Il résulte des procès verbaux de gendarmerie versés aux débats que :
- le véhicule de M. [E] était à l'arrêt sur la voie de stockage pour tourner à gauche vers le garage Peugeot, un véhicule venant sur la voie située en face s'est arrêté pour le laisser passer, il a redémarré pour franchir les deux voies situées en face dont une voie de bus,
- en cours de manoeuvre et à une vitesse faible, il est entré en collision avec la moto Ducati conduite par M. [S] et qui remontait à droite sur la voie de bus, la file des véhicules à l'arrêt, déclarant ne pas avoir vu la moto arriver en face et circulant sur la voie de bus et ne s'être rendu compte de sa présence qu'au moment de l'impact,
- la fixation de la colonne de direction et de la fourche de la moto a été brisée au moment de l'impact,
- M. [S] a déclaré lors de l'enquête 'j'ai constaté que la circulation roulait au pas depuis quelques mètres, qu'il y avait une file de voitures qui roulait à 5 km/h.

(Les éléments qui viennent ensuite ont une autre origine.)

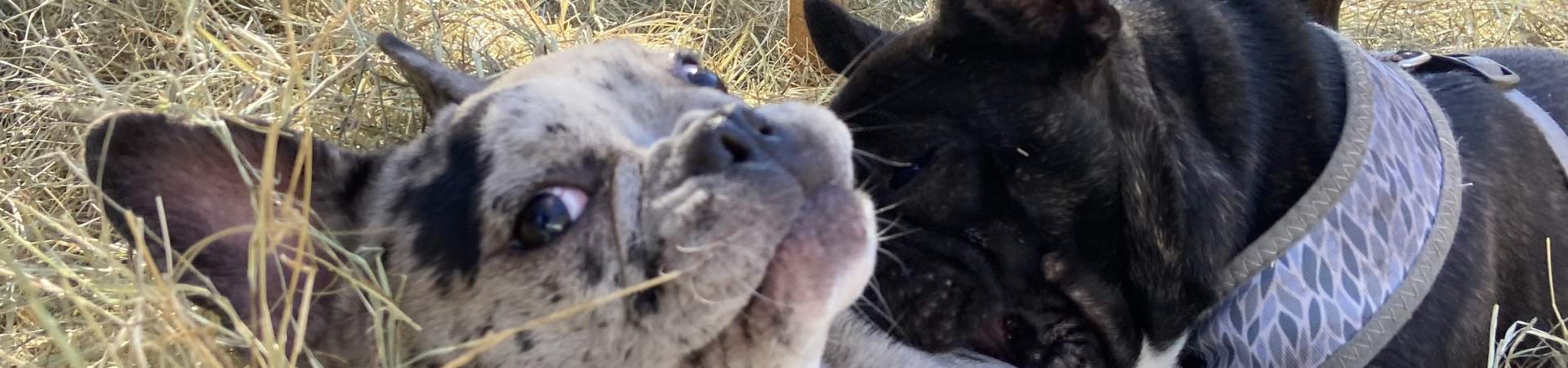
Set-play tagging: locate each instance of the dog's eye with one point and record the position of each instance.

Dès que la voie de bus s'est formée, je me suis engagée sur l'axe pour remonter la file de voitures (...) J'ai remonté les véhicules par la droite'. Il a expliqué avoir conscience de sa faute, expliquant qu'à [Localité 6], c'était autorisé, et précisé 'j'ai vu qu'un véhicule sur ma gauche freinait, afin de laisser passer un autre usager de la route. A ce moment là, j'ai jugé que je n'avais pas la possibilité de freiner d'urgence car je craignais une chute'. Il a estimé sa vitesse entre 20 et 30 km/h et précisé qu'il pensait qu'on allait le voir vu qu'il était haut ; il a également indiqué'je suis pleinement conscient de ma faute,. A [Localité 6], il est officieusement autorisé d'emprunter la voie de bus lorsque la circulation est intense et roule au pas. Je ne savais pas qu'en France, il est strictement interdit d'emprunter la voie de bus et d'effectuer un dépassement par la droite'.

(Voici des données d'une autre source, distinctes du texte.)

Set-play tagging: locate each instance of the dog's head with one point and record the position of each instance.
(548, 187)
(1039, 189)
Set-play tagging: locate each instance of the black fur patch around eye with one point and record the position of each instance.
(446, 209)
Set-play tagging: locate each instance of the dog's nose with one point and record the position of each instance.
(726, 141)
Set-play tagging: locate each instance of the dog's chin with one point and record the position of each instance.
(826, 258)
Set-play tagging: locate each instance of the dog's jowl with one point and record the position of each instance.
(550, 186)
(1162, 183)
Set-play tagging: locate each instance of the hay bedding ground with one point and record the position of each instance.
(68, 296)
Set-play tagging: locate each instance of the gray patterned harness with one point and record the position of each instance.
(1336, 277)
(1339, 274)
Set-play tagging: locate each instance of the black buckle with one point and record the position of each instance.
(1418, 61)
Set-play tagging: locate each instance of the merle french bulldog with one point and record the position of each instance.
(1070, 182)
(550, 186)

Le rapport produit par la société Axa explique :
- qu'un panneau B27 indique que la voie empruntée par M. [S] est réservée aux transports en commun, de sorte que les véhicules particuliers et motos ne peuvent l'emprunter, et qu'il existe aussi un damier au sol pour introduire la voie de bus et signifier que les usagers ne doivent pas s'y diriger,
- qu'au regard de la durée de manoeuvre de la voiture, le motard avait la possibilité de commencer à réagir et d'entamer un freinage d'urgence compte tenu de la durée de la manoeuvre de la voiture,
- que par comparaison avec un autre crash test, la vitesse de collision de la moto devait se situer aux légèrement au dessus de 40 km/h, la vitesse est inadaptée aux circonstances.

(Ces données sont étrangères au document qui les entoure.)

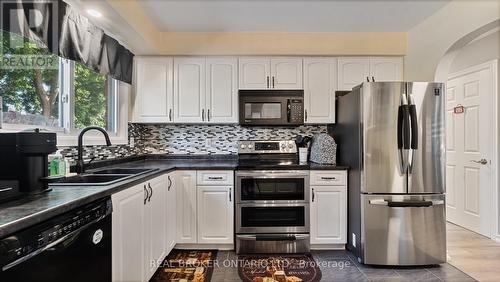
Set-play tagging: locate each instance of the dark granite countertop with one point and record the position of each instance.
(22, 213)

Si ce rapport, bien que débattu par les parties, n'a pas été dressé contradictoirement et si le juge ne peut asseoir sa décision sur ce seul élément, les conclusions de ce rapport peuvent être retenues par le juge si elles sont confirmées par d'autres éléments du dossier.
Ainsi que justement relevé par le jugement, M. [S] a commis une première faute de conduite en circulant sur une voie réservée aux bus pour dépasser par la droite les véhicules bloqués par l'embouteillage,
- le fait de dépasser des véhicules immobilisés par la droite est également une faute de conduite, indépendante de la première et qui ne peut se confondre avec elle même si elle a été commise au cours de la même action.
Il est néanmoins relevé que la voie empruntée était rectiligne et sans intersections.
M. [S] n'a pas contesté ces fautes retenues à son encontre, constituant des infractions au code de la route, et qui ont contribué à son propre dommage.